6. Before you travel:Before embarking on your trip, check your vehicle including; tyre tread and pressure, lights, brakes, engine oil, coolant and power steering fluid. Consider having your vehicle properly inspected and serviced before you set off. Also, when packing your vehicle, make sure everything is securely stowed. Even small objects can become dangerous missiles in the event of a sudden stop or crash.
7. Check your trailers and caravans:If towing a caravan or trailer, you need to ensure they are safe and ready for the journey. You should review all attachments including chains and plugs, and ensure all lights are working. You should regularly check your tyre pressure and ensure that, if it is an open trailer, everything is tied down and secure.
When packing your caravan, trailer or camper van, you should make sure that everything is securely stored away. Keep an eye on the rear-view mirror throughout your journey to ensure everything is alright back there.
8. Keep your cool:Holiday driving can be frustrating with busy roads and potentially slower sightseeing travellers, not to mention impatient children in the vehicle. Be courteous and patient and don’t be provoked by other drivers' aggressive behaviour.
Frustrated, angry driving can make you impulsive and distract you from potential dangers ahead. If you feel yourself getting angry or frustrated, pull over. Stretch your legs somewhere and grab a snack or cool drink. Once you feel refreshed and the frustration has passed, you can get back on the road.
9. Buckle up & use correctly fitted child restraints:Seat beats save lives. Make sure everyone in your car is wearing a seat belt. It is illegal not to wear a seatbelt, but additionally wearing one is arguably the most significant thing you can do to improve your level of safety whilst driving or as a passenger. Additionally, correctly using and fitting child restraints, booster seats or child safety harnesses can substantially reduce the risk of serious injury or death.

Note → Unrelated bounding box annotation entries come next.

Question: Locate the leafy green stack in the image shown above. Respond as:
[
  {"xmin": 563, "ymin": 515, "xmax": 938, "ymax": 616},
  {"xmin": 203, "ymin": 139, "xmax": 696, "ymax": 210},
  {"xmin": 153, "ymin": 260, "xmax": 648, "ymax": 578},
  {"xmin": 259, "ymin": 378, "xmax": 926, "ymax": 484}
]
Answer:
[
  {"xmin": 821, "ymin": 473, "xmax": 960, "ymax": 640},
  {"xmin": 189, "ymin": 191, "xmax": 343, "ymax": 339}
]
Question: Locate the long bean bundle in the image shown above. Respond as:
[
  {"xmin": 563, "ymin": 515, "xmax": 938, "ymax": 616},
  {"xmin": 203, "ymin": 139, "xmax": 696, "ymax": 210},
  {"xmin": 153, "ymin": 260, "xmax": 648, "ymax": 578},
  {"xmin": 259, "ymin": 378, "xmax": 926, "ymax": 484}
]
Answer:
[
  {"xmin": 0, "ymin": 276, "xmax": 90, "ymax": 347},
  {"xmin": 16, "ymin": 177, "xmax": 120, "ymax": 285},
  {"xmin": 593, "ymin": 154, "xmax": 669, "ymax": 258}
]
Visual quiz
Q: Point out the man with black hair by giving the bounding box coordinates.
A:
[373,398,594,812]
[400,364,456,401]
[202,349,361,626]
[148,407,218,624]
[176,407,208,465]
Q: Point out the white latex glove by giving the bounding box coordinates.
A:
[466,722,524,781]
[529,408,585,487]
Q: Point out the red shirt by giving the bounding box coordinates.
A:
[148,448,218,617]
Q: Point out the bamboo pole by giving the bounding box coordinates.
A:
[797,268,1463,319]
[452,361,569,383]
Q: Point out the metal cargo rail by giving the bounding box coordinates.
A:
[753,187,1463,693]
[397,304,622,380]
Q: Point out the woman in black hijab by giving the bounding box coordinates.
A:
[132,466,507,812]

10. Remember you’re sharing the road:Traffic volumes increase during the holidays and you’ll be sharing the road with a multitude of other vehicles. As it is a time for holidays, there are often larger, slower vehicles and well as those towing boats, caravans and camper-vans. Always follow at a safe distance and overtake safely.
While sitting behind slower travellers can be frustrating, dangerous overtaking or travelling too close could result in a serious, life changing accident. We see a range of clients who have experienced tragic accidents. We don’t want that to be you.